So, imagine this intense heat and the equally intense accompanying sweat. Imagine unfamiliar sights and sounds all around you – the pandemonium of Saigon, the capital of Vietnam, a major city in Southeast Asia. Maybe you sweat a little bit more in this new unfamiliar territory.

With all of this firmly planted in your mind, now imagine performing a surgery on one of the most delicate parts of the human body, the eye, to restore sight to a person who hasn’t been able to work and has been dependent on a family member or friend for all of their needs. Nervous yet?

Dr. Mark Drabkin, a Sacramento ophthalmologist, hasn’t just imagined it. He has lived it. And because of his incredible skill and expertise, he wasn’t nervous.

Drabkin recently returned from a trip to Saigon where he volunteered for Surgical Eye Expeditions (SEE) International, performing sight-restoring surgeries for almost 200 people over four days with local Vietnamese doctors.
Blindness is an underlying cause of poverty and hunger in developing countries. The World Health Organization estimates that of the world’s 37 million blind people:
o 90 percent live in developing countries
o 80 percent of the cases are avoidable or treatable
o 48 percent are blind because of cataracts
Drabkin said a cataract-removal surgery usually takes him about 15 to 30 minutes to perform, though his best time was 13 minutes on one eye.
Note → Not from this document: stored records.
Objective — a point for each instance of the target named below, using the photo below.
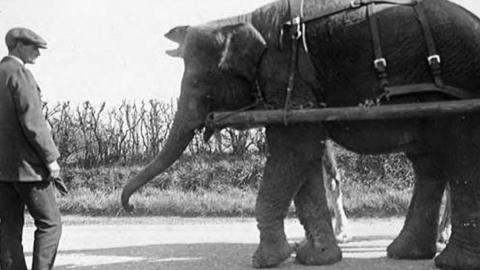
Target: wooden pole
(397, 111)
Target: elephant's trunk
(181, 133)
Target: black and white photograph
(240, 134)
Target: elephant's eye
(195, 83)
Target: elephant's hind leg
(463, 248)
(417, 239)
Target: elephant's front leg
(320, 246)
(274, 198)
(417, 239)
(292, 150)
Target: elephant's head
(220, 69)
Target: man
(27, 158)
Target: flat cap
(25, 35)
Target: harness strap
(433, 58)
(380, 63)
(411, 89)
(355, 4)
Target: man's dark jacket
(26, 145)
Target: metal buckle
(433, 58)
(297, 22)
(355, 4)
(378, 62)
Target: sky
(114, 50)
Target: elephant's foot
(410, 246)
(444, 234)
(341, 233)
(454, 257)
(271, 253)
(314, 251)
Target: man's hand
(54, 169)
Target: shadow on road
(211, 256)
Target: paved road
(210, 244)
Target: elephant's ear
(178, 35)
(243, 47)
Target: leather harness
(296, 26)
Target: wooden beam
(248, 119)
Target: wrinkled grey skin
(220, 65)
(333, 180)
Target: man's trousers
(39, 198)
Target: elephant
(329, 56)
(333, 180)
Some doctors perform the surgery so regularly, they are able to restore sight in just three to five minutes.

Imagine. Sight restored in just five minutes. In the United States, we cannot imagine that something as easily taken care of as cataracts could tragically alter a person’s life. But in countries like Vietnam, it does.

“I’m so impressed by how resourceful and skilled the local doctors are in spite of a lack of what we refer to as ‘basic resources’ here,” Drabkin said. “By American standards, cataract-removal surgeries are quite cheap in Vietnam. However, most people in the country simply can’t afford them, so they live their entire lives handicapped by a condition that can be treated with one fairly quick procedure.
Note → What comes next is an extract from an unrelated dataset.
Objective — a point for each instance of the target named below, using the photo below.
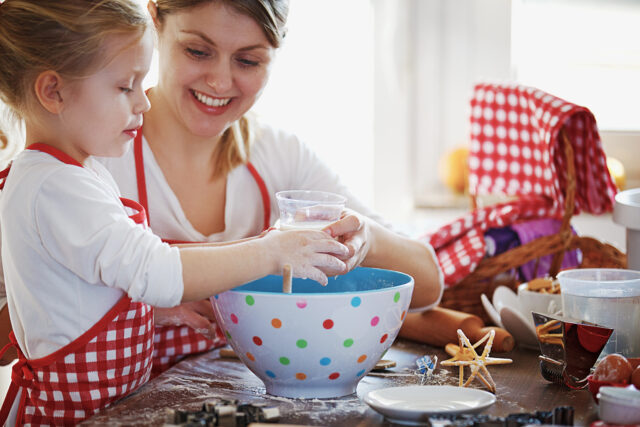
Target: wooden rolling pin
(438, 327)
“It’s wonderful to be able go on trips with SEE to make a difference in not only the patients’ lives, but in the lives of their caretakers, who have been dramatically affected by blindness, even if they themselves can see,” he continued. “Now the caretaker can go back to school or hold a regular job and support themselves and their family. Now the caretaker can live a fuller, more productive life. We don’t think about the effects of blindness on an entire community, but many people around the world live it every single day.”

Most of the people Drabkin operated on were from provinces outside of Saigon. In the capital city, it costs about $300 to $400 to have cataracts removed, and there are plenty of eye doctors in Saigon to do it. But once you step out of the city, there are few ophthalmologists and people are poor.

To help fill this gap, Buddhist monks from outside Saigon gathered together people who needed the sight-restoring surgeries and took them to the capital so they could receive the care they needed from Drabkin and several Vietnamese doctors. With supplies from SEE International, Drabkin performed 30 cataract-removal operations in just four days.

Of course, Drabkin experienced some cultural challenges. He doesn’t speak Vietnamese and it’s a very difficult language, so he had to muddle through with his nine months of Vietnamese language lessons and a sense of humor.

He also remembers that his hosts were convinced he didn’t want to eat Vietnamese food, so for lunch he was graciously provided with KFC or Pizza Hut.

In the operating room, Drabkin experienced other cultural differences.

“The concept of patient privacy does not exist in Vietnam,” he said. “While I was performing surgeries, the next four to five people I was to operate on would be right in the operating room with us, watching the surgery being performed. The graciousness of the patients – and their resilience – to watch the surgery, to know what it looked like and then humbly submit to it themselves – they are willing to go through so much to have their sight back.”

Drabkin has been on several other volunteer trips with SEE International to Nepal, Ghana and the Philippines.

“It’s challenging each time – you have to adapt each time to a different system, different circumstances and each country’s available resources to give people back their sight,” he said. But at the end of the day, I get to see the reality of these countries, not just the picture-perfect view from a fancy resort. I experience the real people, in their struggles with blindness and other problems. It’s been said a thousand times, but it’s true: For every trip I go on, I get so much more out of it than I put into it.”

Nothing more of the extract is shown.